Le azioni Usa hanno ripreso a correre a Wall Street dopo che il tribunale statunitense ha considerato illegali i dazi imposti dal presidente degli Stati Uniti Donald Trump. La sentenza ha sospeso l’applicazione delle tariffe reciproche e dei prelievi relativi al fentanyl. Si è trattato di un colpo al cuore della politica commerciale dell’amministrazione Trump che ha però riportato entusiasmo in Borsa.
Tuttavia, secondo l’ultima nota sulla Strategia Macro Quantitativa Globale di Citigroup, i gestori patrimoniali si sono allontananti dalle azioni statunitensi.
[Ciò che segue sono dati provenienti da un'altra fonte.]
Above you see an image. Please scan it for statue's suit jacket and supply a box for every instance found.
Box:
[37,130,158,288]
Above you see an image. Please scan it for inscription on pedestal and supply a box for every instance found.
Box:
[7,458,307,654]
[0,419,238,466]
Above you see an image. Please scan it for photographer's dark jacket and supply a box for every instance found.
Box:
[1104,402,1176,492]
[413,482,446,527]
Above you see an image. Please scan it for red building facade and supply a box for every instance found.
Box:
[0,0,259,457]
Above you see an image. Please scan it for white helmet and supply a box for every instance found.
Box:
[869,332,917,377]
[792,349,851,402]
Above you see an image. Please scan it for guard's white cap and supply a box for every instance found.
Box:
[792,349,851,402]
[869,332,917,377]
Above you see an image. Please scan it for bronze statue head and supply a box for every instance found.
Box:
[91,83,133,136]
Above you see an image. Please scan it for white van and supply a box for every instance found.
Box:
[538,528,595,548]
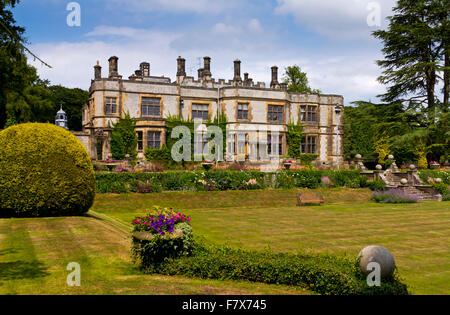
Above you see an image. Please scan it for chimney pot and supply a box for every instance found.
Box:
[139,62,150,77]
[94,60,102,80]
[177,56,186,77]
[108,56,119,78]
[270,66,280,89]
[233,59,242,81]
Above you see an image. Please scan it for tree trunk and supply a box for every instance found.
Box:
[444,47,450,107]
[425,67,436,124]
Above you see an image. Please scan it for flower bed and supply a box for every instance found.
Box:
[96,170,367,193]
[372,188,420,203]
[132,208,408,295]
[131,207,193,271]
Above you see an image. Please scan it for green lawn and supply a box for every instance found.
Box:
[93,189,450,294]
[0,189,450,294]
[0,217,309,295]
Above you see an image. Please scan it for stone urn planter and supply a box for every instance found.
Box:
[430,163,441,170]
[283,160,292,170]
[202,162,214,171]
[106,163,119,172]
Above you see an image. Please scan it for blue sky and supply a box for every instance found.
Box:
[14,0,395,104]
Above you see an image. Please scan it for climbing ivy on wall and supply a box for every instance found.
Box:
[166,113,227,161]
[286,123,303,158]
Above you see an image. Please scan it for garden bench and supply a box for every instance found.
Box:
[297,191,325,206]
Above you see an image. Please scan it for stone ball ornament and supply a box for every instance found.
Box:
[357,245,395,277]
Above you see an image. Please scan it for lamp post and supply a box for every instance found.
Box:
[334,105,342,169]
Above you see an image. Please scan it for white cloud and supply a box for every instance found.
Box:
[248,19,264,33]
[32,24,384,103]
[275,0,396,39]
[212,23,240,35]
[107,0,240,13]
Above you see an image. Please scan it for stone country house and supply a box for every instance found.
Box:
[75,57,344,167]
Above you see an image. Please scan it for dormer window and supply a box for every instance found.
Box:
[105,97,117,115]
[141,97,161,117]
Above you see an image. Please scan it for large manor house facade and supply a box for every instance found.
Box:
[76,57,344,167]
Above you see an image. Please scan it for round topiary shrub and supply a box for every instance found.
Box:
[0,123,95,217]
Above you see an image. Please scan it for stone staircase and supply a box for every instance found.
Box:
[358,156,442,201]
[380,169,442,201]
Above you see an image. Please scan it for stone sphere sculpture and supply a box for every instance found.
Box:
[358,245,395,277]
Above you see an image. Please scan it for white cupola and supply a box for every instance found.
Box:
[55,105,69,130]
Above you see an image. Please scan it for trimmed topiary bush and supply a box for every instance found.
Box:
[0,123,95,217]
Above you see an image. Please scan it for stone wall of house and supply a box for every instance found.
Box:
[83,57,344,166]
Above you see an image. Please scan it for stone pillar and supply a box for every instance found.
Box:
[354,154,367,173]
[94,61,102,80]
[270,66,280,89]
[388,155,398,173]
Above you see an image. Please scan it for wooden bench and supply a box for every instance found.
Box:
[297,191,325,207]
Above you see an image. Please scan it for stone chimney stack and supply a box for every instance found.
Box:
[233,59,242,82]
[270,66,280,89]
[177,56,186,77]
[203,57,211,80]
[94,61,102,80]
[108,56,119,78]
[139,62,150,77]
[198,68,203,81]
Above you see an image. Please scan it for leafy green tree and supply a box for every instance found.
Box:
[286,123,303,158]
[373,0,450,117]
[283,65,320,94]
[111,113,138,160]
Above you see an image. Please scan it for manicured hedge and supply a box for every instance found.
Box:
[96,170,367,193]
[419,170,450,185]
[141,245,408,295]
[0,123,95,217]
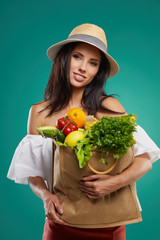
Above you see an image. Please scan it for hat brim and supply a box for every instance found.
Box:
[47,38,119,78]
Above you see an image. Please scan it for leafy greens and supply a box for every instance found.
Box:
[74,114,136,168]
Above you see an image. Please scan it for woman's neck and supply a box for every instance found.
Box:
[69,88,84,108]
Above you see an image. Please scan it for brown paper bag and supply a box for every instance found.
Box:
[52,116,142,228]
[53,143,142,228]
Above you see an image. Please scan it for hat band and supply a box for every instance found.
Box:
[68,34,107,52]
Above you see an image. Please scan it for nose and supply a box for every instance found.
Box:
[78,61,86,73]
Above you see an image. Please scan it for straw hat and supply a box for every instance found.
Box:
[47,23,119,78]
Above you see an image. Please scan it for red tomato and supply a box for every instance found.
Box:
[63,122,78,136]
[57,116,70,129]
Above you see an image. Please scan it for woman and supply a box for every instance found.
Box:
[8,24,160,240]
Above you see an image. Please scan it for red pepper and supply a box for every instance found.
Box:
[57,116,70,129]
[57,116,78,136]
[63,122,78,136]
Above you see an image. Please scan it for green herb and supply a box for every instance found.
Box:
[74,114,136,168]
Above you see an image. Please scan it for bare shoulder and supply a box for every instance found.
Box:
[27,100,49,135]
[98,97,127,118]
[102,97,125,112]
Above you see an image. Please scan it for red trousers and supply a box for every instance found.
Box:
[43,219,126,240]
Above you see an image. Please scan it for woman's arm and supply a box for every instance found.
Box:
[28,104,66,224]
[29,177,66,224]
[80,153,152,199]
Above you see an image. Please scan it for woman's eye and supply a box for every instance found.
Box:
[73,54,80,59]
[91,62,98,66]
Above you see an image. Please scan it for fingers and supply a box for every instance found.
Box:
[45,194,67,225]
[82,174,101,181]
[46,203,67,225]
[54,196,63,214]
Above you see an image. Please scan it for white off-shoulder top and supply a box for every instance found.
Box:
[7,126,160,195]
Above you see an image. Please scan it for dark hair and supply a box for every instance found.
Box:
[40,42,119,117]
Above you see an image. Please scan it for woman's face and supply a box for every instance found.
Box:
[70,43,101,88]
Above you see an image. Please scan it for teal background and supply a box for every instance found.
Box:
[0,0,160,240]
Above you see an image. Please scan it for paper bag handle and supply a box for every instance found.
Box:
[87,158,118,174]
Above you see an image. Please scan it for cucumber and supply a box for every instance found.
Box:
[37,126,59,138]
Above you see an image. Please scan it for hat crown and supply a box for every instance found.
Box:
[68,23,107,47]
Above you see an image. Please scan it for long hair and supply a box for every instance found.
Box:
[40,42,120,117]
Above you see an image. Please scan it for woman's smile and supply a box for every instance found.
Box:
[73,73,86,82]
[70,43,101,87]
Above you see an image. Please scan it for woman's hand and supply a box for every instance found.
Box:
[42,191,67,225]
[29,177,67,225]
[79,175,121,199]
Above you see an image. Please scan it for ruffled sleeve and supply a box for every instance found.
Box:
[7,135,52,189]
[133,125,160,163]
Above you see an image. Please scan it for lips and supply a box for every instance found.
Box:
[73,73,86,82]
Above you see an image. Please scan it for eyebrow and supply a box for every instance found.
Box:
[73,51,99,62]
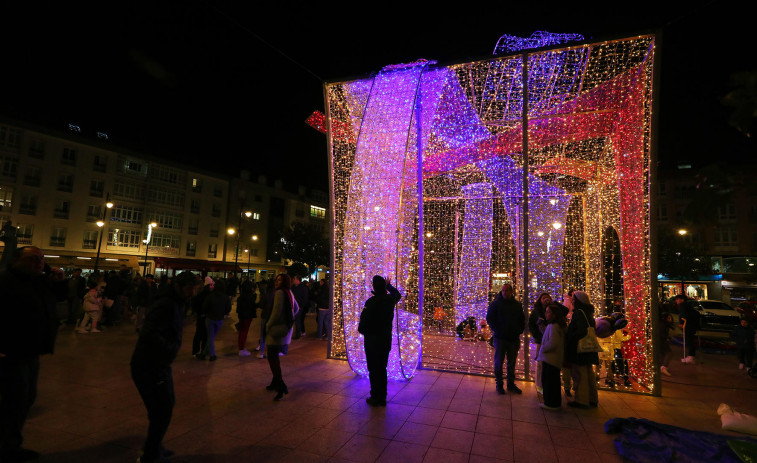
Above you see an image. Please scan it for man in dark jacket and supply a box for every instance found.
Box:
[131,272,199,463]
[0,246,58,462]
[292,275,310,339]
[357,275,402,407]
[486,284,526,394]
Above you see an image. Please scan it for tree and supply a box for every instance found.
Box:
[276,222,331,273]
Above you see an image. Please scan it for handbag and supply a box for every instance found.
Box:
[576,310,605,354]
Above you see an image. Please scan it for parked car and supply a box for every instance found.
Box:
[699,299,741,331]
[663,297,740,331]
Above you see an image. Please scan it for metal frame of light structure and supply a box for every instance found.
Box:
[324,35,655,391]
[93,193,113,273]
[142,222,158,276]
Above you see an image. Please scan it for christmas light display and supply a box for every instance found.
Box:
[326,32,654,392]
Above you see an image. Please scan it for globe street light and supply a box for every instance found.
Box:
[93,193,113,273]
[142,222,158,276]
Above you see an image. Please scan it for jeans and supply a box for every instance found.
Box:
[494,336,520,388]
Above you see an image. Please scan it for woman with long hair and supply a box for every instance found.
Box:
[265,273,299,400]
[565,291,599,408]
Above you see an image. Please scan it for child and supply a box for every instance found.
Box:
[536,302,568,410]
[731,315,754,370]
[76,282,105,334]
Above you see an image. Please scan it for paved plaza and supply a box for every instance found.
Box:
[20,315,757,463]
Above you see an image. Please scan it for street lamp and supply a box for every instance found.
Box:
[142,222,158,276]
[94,193,113,273]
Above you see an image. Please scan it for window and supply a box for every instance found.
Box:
[50,228,66,248]
[113,182,145,201]
[108,228,142,248]
[29,138,45,159]
[92,154,108,172]
[187,241,197,257]
[0,154,18,179]
[189,199,200,214]
[86,204,102,222]
[89,180,105,198]
[60,148,76,166]
[16,223,34,244]
[18,195,37,215]
[58,174,74,193]
[53,200,71,219]
[151,232,181,249]
[718,202,736,222]
[24,166,42,186]
[110,206,144,225]
[150,164,185,186]
[81,230,98,249]
[148,211,184,230]
[187,219,200,235]
[713,226,739,246]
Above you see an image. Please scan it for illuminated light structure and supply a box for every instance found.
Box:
[320,33,655,392]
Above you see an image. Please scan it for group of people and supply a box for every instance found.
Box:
[486,284,599,410]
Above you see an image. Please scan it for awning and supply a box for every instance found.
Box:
[152,257,242,273]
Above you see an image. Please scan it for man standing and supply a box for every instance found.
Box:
[314,278,332,341]
[0,246,58,462]
[292,275,310,339]
[486,284,526,394]
[131,272,199,463]
[357,275,402,407]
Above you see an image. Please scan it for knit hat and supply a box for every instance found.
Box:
[573,291,591,305]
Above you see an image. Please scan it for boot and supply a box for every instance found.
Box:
[273,379,289,401]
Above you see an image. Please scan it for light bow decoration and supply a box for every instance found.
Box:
[318,32,655,392]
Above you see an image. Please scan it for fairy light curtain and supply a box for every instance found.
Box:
[325,33,654,391]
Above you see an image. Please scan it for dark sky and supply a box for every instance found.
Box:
[0,0,757,188]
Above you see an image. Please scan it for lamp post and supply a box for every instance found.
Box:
[142,222,158,276]
[93,193,113,273]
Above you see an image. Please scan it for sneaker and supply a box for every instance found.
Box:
[507,384,523,394]
[539,404,560,410]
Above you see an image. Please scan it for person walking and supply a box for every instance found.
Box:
[0,246,58,462]
[565,291,599,408]
[197,280,231,362]
[357,275,402,407]
[537,302,568,410]
[131,271,199,463]
[486,283,526,394]
[265,273,299,400]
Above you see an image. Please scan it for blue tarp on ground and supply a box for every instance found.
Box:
[605,418,757,463]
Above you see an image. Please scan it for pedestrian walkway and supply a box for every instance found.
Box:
[25,319,757,463]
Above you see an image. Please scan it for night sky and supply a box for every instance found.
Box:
[0,0,757,189]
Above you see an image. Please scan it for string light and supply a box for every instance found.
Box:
[328,32,654,392]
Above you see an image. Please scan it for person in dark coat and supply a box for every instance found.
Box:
[0,246,58,462]
[486,284,526,394]
[131,271,199,463]
[357,275,402,407]
[565,291,599,408]
[292,275,310,339]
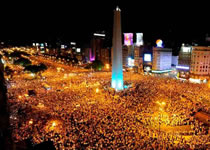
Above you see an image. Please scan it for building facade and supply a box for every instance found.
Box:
[152,47,172,71]
[190,46,210,79]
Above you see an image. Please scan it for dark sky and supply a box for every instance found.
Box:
[0,0,210,47]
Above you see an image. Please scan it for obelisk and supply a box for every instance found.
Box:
[111,7,123,90]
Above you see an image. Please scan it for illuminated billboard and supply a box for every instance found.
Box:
[144,54,152,61]
[128,57,134,67]
[124,33,133,46]
[136,33,144,46]
[182,46,191,53]
[76,48,81,53]
[156,39,163,47]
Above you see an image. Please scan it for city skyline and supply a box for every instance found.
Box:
[0,1,210,45]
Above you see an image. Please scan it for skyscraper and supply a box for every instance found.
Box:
[111,7,123,90]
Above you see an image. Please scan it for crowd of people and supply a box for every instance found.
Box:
[8,55,210,150]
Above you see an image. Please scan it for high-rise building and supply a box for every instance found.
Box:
[90,32,106,61]
[100,48,111,64]
[111,7,123,90]
[152,47,172,71]
[190,46,210,80]
[176,44,192,79]
[122,45,129,67]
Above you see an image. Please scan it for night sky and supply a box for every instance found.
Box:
[0,0,210,45]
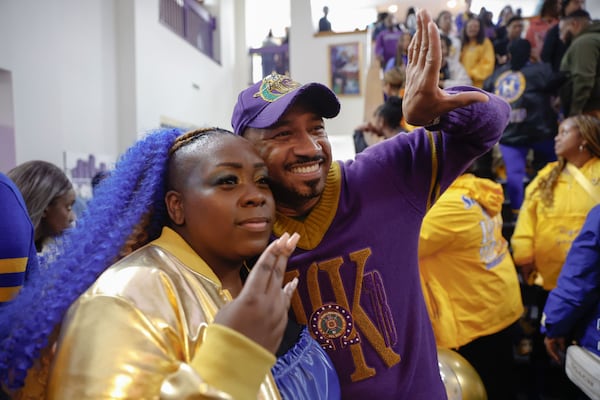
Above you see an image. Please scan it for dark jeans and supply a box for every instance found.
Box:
[458,323,516,400]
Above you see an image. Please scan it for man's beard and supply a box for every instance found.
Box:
[271,179,323,206]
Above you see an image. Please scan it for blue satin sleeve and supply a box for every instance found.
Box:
[271,327,341,400]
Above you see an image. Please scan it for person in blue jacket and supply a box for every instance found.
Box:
[542,204,600,398]
[0,173,38,307]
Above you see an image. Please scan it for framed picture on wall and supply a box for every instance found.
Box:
[328,42,362,96]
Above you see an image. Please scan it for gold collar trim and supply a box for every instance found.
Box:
[150,226,222,289]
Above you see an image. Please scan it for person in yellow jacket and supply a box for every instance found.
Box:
[419,173,523,400]
[511,115,600,291]
[460,17,496,88]
[511,115,600,399]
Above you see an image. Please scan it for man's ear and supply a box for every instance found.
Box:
[165,190,185,225]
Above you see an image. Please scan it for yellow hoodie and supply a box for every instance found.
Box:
[419,174,523,348]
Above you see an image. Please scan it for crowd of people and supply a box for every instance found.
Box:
[354,0,600,399]
[0,0,600,400]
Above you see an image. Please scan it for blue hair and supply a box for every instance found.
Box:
[0,129,183,389]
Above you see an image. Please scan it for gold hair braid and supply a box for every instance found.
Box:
[169,127,220,157]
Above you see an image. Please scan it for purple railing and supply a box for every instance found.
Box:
[159,0,219,62]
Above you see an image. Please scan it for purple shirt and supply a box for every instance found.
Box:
[274,88,510,400]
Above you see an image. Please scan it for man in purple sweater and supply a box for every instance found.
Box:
[232,11,510,400]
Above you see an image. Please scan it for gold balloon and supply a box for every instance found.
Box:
[438,347,487,400]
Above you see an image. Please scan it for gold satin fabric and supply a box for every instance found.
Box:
[14,228,280,400]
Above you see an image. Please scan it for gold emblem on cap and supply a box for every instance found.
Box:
[254,72,302,103]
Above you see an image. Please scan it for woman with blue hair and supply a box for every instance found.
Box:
[0,128,339,399]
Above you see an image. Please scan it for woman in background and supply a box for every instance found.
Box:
[0,129,339,399]
[8,160,75,253]
[460,17,496,88]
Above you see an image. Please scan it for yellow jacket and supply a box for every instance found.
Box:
[511,158,600,290]
[20,228,280,400]
[419,174,523,348]
[460,38,496,88]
L’analisi condotta sulle tendenze di allocazione degli asset manager che gestiscono oltre 20.000 miliardi di dollari, riporta come il mercato azionario a stelle e strisce sia in questo momento il meno preferito a livello globale. “Abbiamo osservato un’ulteriore riduzione degli asset statunitensi”, hanno scritto gli analisti di Citi. “Le azioni Usa sono ora scese a un’allocazione neutrale e rappresentano il mercato meno preferito”, riversamente da quanto accade per le azioni europee e giapponesi, che invece sono le prescelte, sottolineano gli analisti della grande banca americana.
Azioni Usa: dove potrà portare la sentenza del tribunale?
Come avviene spesso di fronte a notizie che spostano notevolmente i prezzi delle azioni, ci si chiede se i movimenti derivanti dalla sentenza del tribunale Usa possano essere considerati temporanei oppure abbiano caratteristiche strutturali.
I dazi sono stati i principali responsabili delle tensioni a Wall Street quest’anno e, solo quando Trump ha congelato le tariffe per 90 giorni, prima nei confronti degli altri Paesi esclusa la Cina e in un secondo momento verso la Cina stessa, le azioni hanno ripreso a salire.
A giudizio di Ajay Rajadhyaksha, managing director della ricerca globale FICC di Barclays, il miglioramento in corso potrebbe non essere sostenuto da una maggiore propensione al rischio.
Uno dei problemi derivanti dalla sentenza è che imprese e famiglie potrebbero accelerare le importazioni, nella prospettiva che ci possa essere un ribaltamento legale fino alla Corte Suprema, a cui l’amministrazione Trump ha detto di voler far ricorso. “Se l’anticipazione significa che molte delle importazioni del 2025 avvengono in un’era di tariffe molto basse (per alcuni mesi), le entrate tariffarie del 2025, almeno, deluderanno le aspettative”, ha affermato Rajadhyaksha, che ha avvertito di un ampliamento del deficit commerciale nella prima metà del 2025.
Tra l’altro, il disegno di legge fiscale approvato pochi giorni fa alla Camera comporta una riduzione delle tasse proprio perché conta sulle entrate previste dalle tariffe. “Questa sentenza indebolisce l’argomento politico per una nuova legge fiscale fiscalmente espansiva”, ha continuato Rajadhyaksha, “e potrebbe bloccare sia i negoziati commerciali che la pianificazione della politica fiscale”. In definitiva, la crescita a breve termine potrebbe essere stimolata dall’aumento dei flussi di importazione, ma “non è chiaro se questo sia un catalizzatore per un nuovo e sostenuto orientamento al rischio, date le complicazioni che potrebbe comportare per le entrate tariffarie, la legge fiscale e i mercati obbligazionari”, ha concluso l’esperto.